Zum Start in die neue Woche legt die FRANKFURTER ALLGEMEINE ZEITUNG gleich mal einen "Vorschlag zur Quadratur des Kreises" vor. Der allerdings ist ein bisschen kompliziert - deshalb hier zunächst leichter Verdauliches. Unter der sehr TAZ-mäßigen Überschrift "Alle verarscht" stellt in der TAGESZEITUNG Laura Ewert die Hochstaplerin und Betrügerin Anna Sorokin vor, die eigentlich Anna Delvey heißt, gerade in New York vor Gericht steht und dort gern gehobenen Fummel vorführt.
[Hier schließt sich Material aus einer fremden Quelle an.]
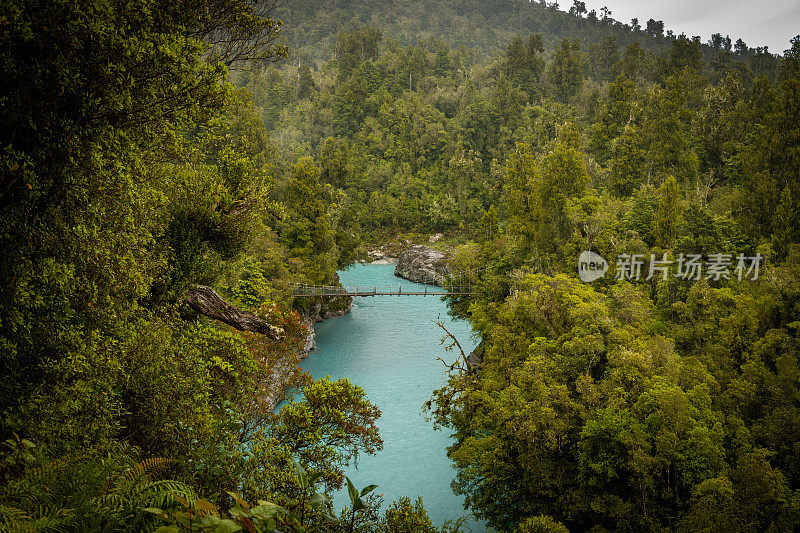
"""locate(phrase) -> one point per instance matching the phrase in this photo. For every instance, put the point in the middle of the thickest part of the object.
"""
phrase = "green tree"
(565, 71)
(665, 221)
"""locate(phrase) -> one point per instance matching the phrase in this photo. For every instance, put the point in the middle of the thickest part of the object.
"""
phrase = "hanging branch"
(449, 341)
(206, 301)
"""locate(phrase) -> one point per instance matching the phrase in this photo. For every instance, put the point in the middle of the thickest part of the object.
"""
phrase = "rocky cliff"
(321, 310)
(422, 264)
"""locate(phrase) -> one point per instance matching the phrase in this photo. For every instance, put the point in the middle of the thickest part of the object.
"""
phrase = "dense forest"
(169, 171)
Zum Beispiel, die TAZ zeigt's per Foto, ein schwarzes Kleid von Michael Kors.

Die Omnipräsenz des Luxus

Laura Ewert schildert die Sorokin-Story ohne Großeinsatz der Moralkeule - aber einiges Grundsätzliche will sie schon loswerden: "Der Trend zum Betrug erstaunt nicht: Das Begehren steigt. Luxus ist überall. In Magazinen, auf Instagram, in Realityshows. Luxus ist greifbarer geworden. Mit einem Like ist er fast berührbar. Wen wundert’s, dass gefaked wird. Coole Streetstylemarken ballern Luxuslabellogos auf Jogginganzüge, coole Kids haben gefälschte Designershirts. Billig wird wie teuer getragen, und andersrum funktioniert es absurderweise ähnlich: Gucci verkauft schmutzig aussehende Turnschuhe für 700 Euro."
Modisch bewandert: die TAZ-Autorin Laura Ewert.

Hustvedts weibliche Sicht der Wissensgeschichte

"Selbst auf Deutsch zitiert, hilft Wittgenstein rein gar nichts, wenn ein Mann dich gegen eine Bücherwand schleudert." Dieser Satz steht in dem autobiografisch grundierten Roman "Damals" von Siri Hustvedt. Und er beschreibt den Moment einer Beinahe-Vergewaltigung, den die junge "S. H." in den 70ern in New York erlebt hat. Wo ihr die Kultur-Machos, über kluge Bücher schwadronierend, vor allem auf den Busen starrten.
In der SÜDDEUTSCHEN ZEITUNG bespricht Meike Fessmann neben "Damals" auch Hustvedts Essay-Band "Eine Frau schaut auf Männer, die auf Frauen schauen" und macht aus der Doppel-Rezension ein hübsches Porträt. "Hustvedt arbeitet an einer weiblichen Sicht der Wissensgeschichte, in der bestimmte Phänomene bisher unterbelichtet sind. Beispielsweise die Tatsache, dass der Mensch sein Leben eben nicht in heroischer Einsamkeit beginnt, wie die Philosophiegeschichte glauben machen will, sondern im Leib der Mutter und nach der Geburt in ständiger, zunächst nonverbaler Zwiesprache mit ihr oder einem nahen anderen."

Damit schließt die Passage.